Après l’annulation d’un moratoire imposé par le maire de Montréal, Denis Coderre, en mai 2016, qui souhaitait suspendre durant un an l’activité des 24 calèches autorisées à circuler dans les rues du Vieux-Montréal, plusieurs incidents ont été rapportés. Mi-août notamment, The Gazette décrivait le cas d’un cheval amaigri, en «détresse» et en «dépression», qui, malgré sa situation, était toujours en charge de transporter des touristes. D’autres soucis ont également été signalés à Québec.

Afin de d’améliorer la qualité de vie des chevaux, la Ville a adopté, fin août, une nouvelle règlementation visant cette industrie. L’administration Coderre a décidé de serrer la vis, en imposant notamment, une interdiction de sortie pour ces bêtes lorsque la température extérieure est supérieure à 28°C. Des plages de repos de 10 minutes, après chaque promenade, ont aussi été imposées.

«Cet incident met en évidence que ce règlement ne va pas améliorer le quotidien et le bien être des chevaux.» – Sophie Gaillard, avocate de la SPCA

«Oui, ce règlement est pour la sécurité des bêtes, mais le principe à la base n’est pas le bon», a répété Valérie Plante, qui, comme sa formation politique, a voté contre ce nouveau règlement lors de la dernière séance du conseil municipal.

«Un cheval n’a pas sa place dans un milieu urbain», a-t-elle repris, avant de demander, une nouvelle fois, la publication d’un rapport sur la place du cheval, commandé par le maire de Montréal, Denis Coderre, fin 2015. Ce dernier a promis de rendre public ce document l’an prochain, afin de mettre en place, notamment, une «politique du cheval».

Projet Montréal veut racheter les permis
Pour retirer cette industrie, Projet Montréal compte racheter les permis d’exploitant aux caléchiers. «On s’engage à racheter les permis et à sortir progressivement cette industrie. On va le faire tranquillement pas vite», a affirmé Valérie Plante, qui a déploré une dépense de 500 000$ de la part de la Ville pour encadrer cette industrie.

«Cet argent aurait pu servir à racheter ses permis, a-t-elle déclaré. J’aurais aimé que l’on tâte le pouls de la population. Denis Coderre dit que les Montréalais aiment les chevaux et veulent les calèches. Mais c’est basé sur quoi? On ne sait pas. Donner des sommes à une industrie sans savoir l’importance ou la nécessité, c’est inacceptable.»

Cette demande est appuyée par la SPCA, qui, sur sa page Facebook, affirme que «le centre-ville n’est tout simplement pas un endroit pour les chevaux». L’organisme a par ailleurs lancé une pétition en ce sens, intitulée «Les calèches: une honte pour Montréal», qui a déjà recueilli près de 28 000 signatures.

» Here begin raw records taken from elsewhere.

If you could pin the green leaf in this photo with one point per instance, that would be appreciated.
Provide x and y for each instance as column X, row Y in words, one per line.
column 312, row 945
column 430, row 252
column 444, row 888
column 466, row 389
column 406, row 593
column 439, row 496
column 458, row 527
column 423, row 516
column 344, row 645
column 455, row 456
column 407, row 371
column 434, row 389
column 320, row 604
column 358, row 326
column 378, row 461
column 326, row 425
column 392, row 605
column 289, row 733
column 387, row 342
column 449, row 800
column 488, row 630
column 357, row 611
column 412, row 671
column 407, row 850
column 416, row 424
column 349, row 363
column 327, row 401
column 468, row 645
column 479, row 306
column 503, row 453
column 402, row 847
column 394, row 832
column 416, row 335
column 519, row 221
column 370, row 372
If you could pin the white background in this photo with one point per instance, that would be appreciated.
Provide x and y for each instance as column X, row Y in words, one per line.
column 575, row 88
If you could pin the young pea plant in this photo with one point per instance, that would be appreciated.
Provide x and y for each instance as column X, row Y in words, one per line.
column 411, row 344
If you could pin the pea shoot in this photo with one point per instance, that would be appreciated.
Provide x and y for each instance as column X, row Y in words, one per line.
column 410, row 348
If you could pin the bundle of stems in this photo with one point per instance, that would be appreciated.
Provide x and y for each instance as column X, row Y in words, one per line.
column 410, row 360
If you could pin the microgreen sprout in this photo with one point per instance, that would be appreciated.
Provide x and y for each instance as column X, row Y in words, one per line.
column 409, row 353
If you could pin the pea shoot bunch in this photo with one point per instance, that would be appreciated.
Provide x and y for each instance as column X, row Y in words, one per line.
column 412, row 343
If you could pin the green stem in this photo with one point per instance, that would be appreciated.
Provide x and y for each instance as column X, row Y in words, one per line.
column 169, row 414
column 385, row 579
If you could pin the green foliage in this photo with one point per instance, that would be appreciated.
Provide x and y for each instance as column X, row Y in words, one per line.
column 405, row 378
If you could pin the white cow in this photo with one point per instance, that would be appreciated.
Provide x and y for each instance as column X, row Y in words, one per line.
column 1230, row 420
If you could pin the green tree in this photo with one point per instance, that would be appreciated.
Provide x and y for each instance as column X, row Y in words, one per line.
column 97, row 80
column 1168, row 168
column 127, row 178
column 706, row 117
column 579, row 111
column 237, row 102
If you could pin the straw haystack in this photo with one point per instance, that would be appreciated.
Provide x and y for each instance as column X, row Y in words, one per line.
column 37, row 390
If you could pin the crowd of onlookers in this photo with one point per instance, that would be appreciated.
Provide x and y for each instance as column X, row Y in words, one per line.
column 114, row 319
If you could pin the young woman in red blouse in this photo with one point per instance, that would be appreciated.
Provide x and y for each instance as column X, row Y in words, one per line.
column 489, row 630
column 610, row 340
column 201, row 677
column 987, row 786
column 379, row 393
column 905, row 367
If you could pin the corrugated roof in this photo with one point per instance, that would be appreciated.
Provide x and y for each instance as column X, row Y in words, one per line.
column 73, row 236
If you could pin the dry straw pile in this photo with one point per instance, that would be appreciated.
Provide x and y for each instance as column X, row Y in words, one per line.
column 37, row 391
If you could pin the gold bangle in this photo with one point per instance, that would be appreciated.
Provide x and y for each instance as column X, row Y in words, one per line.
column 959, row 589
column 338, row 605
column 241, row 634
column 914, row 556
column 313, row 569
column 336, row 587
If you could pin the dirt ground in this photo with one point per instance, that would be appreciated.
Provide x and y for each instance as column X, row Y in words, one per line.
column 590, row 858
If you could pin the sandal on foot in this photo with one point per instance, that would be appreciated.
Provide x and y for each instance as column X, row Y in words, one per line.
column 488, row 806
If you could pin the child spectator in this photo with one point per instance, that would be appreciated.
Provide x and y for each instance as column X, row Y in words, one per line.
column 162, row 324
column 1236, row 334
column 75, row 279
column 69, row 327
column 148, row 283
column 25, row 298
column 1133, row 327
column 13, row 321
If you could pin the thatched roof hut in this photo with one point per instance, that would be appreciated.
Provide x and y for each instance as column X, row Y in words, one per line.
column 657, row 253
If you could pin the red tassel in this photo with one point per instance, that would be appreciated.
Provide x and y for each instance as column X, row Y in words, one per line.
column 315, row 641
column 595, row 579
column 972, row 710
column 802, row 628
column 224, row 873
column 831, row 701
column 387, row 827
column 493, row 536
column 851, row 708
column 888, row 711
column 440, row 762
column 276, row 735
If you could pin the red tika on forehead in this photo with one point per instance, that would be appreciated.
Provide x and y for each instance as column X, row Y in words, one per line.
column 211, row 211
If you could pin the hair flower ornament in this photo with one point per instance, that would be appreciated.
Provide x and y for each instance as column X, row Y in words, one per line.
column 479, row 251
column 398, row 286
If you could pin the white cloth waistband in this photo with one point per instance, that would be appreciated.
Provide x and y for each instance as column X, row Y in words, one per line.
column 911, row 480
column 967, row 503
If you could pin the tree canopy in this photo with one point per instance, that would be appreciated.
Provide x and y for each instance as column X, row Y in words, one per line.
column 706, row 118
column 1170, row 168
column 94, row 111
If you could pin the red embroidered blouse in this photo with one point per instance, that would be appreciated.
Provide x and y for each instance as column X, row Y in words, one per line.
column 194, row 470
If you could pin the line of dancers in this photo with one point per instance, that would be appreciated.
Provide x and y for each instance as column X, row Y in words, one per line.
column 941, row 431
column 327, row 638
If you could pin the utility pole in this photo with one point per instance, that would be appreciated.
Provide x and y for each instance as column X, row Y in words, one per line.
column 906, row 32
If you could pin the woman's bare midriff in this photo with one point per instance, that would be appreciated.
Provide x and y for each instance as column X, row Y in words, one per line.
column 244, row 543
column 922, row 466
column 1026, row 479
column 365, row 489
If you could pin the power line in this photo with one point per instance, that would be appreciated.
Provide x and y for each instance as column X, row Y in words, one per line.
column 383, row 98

«Les chevaux ont des conditions de travail très difficiles dans Montréal, a détaillé Sophie Gaillard, avocate de l’organisme. Ils respirent toute la journée du gaz à échappement et travailler sur des surfaces dures et pavées leur cause des problèmes de santé. La seule solution, ce n’est pas ce règlement. Il faut réduire graduellement les permis pour protéger ces animaux.»

Enquête de la Ville
Après l’incident de lundi, qui a touché ce cheval prénommé Cocotte, âgé d’une quinzaine d’années, la Ville de Montréal a ouvert une enquête, menée par la police touristique du SPVM.

«Les vétérinaires [de la Ville] ont, à prime abord, évoqué une extrême fatigue [du cheval]», a avancé le maire de Montréal, Denis Coderre, au cours d’une conférence de presse.

Par courriel, une porte-parole de la Ville a également assuré qu’une «attestation de santé a été produite par un vétérinaire privé au début du mois d’août». Celle-ci était «positive».

L’élu reste cependant en attente d’un rapport final. «Tant que l’on aura pas de ce rapport, elle ne retournera sur la route», a-t-il précisé.